- TICKET NEWS
Hayley Kiyoko and Kehlani slammed Rita Ora's new track Girls, calling it "harmful" and "tone deaf".
Throughout the suggestive track, which also features Cardi B, Charli XCX, and Bebe Rexha, the women describe their sexual fantasies and experiences with other women, with the lyrics: “Sometimes, I just wanna kiss girls, girls, girls / Red wine, I just wanna kiss girls, girls, girls.”
Gay singer-songwriter Kiyoko took offence to the track, and launched a blistering attack in a lengthy statement on Instagram on Friday (11May18).
"It's important for us as artists to use our platforms to move the cultural needle forward, not backwards," she began.
"There is a new song that came out today featuring a handful of well-known pop artists that has me overwhelmed with thoughts. I literally have a knot in my stomach right now.”
Insisting she supported other musicians, she expressed her concern that the track, which she dubbed "downright tone-deaf", was doing harm to the LGBTQ community.
"A song like this just fuels the male gaze while marginalizing the idea of women loving women," Kiyoko explained. “I don’t need to drink wine to kiss girls; I’ve loved women my entire life. This type of message is dangerous because it completely belittles and invalidates the very pure feelings of an entire community.”

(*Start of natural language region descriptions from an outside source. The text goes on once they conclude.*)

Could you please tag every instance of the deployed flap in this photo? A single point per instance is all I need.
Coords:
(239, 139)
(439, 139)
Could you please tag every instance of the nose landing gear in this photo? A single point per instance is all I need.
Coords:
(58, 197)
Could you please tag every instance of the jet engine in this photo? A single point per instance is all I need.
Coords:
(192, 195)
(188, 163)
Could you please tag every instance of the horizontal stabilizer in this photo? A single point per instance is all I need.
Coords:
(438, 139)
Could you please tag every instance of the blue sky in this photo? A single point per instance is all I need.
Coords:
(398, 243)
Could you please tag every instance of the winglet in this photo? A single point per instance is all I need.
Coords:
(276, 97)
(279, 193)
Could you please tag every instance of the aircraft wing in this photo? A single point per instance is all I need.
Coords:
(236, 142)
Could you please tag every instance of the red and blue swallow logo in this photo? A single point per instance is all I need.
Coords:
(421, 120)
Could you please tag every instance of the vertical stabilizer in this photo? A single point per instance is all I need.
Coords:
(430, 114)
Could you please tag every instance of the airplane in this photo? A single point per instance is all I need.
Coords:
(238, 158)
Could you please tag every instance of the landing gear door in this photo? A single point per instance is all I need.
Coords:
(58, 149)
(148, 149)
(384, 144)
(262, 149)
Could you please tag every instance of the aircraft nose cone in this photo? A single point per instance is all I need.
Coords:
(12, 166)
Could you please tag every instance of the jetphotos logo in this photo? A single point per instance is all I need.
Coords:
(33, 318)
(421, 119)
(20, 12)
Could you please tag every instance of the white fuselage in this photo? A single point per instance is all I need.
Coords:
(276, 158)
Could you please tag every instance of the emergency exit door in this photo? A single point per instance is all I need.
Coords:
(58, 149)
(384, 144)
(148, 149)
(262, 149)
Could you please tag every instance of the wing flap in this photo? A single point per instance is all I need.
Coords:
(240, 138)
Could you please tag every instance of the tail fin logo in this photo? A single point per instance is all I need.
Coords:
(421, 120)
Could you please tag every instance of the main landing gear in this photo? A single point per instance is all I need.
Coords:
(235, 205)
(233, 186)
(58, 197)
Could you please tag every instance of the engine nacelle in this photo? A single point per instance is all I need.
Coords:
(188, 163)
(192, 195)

She concluded: “We can and should do better.”
Fellow singer Kehlani, who identifies as queer, also criticised Ora's new track, and blasted it as "harmful".
Taking to Twitter on Friday, she wrote: "Every artist on the song is fantastic, and very much loved and supported by me... by all of us. but this isn’t about talent. it’s about choice. hate to be THAT guy but there were many awkward slurs, quotes, and moments that were like “word? word. and don’t make this personal.
"I have an incredible song out with one of the artists (Ring with Cardi), and would love to work with the other three as well. & have met them all and respect them. there. were. harmful. Lyrics. period. love y’all."
Ora previously described the track as “a real gender-fluid freedom record”.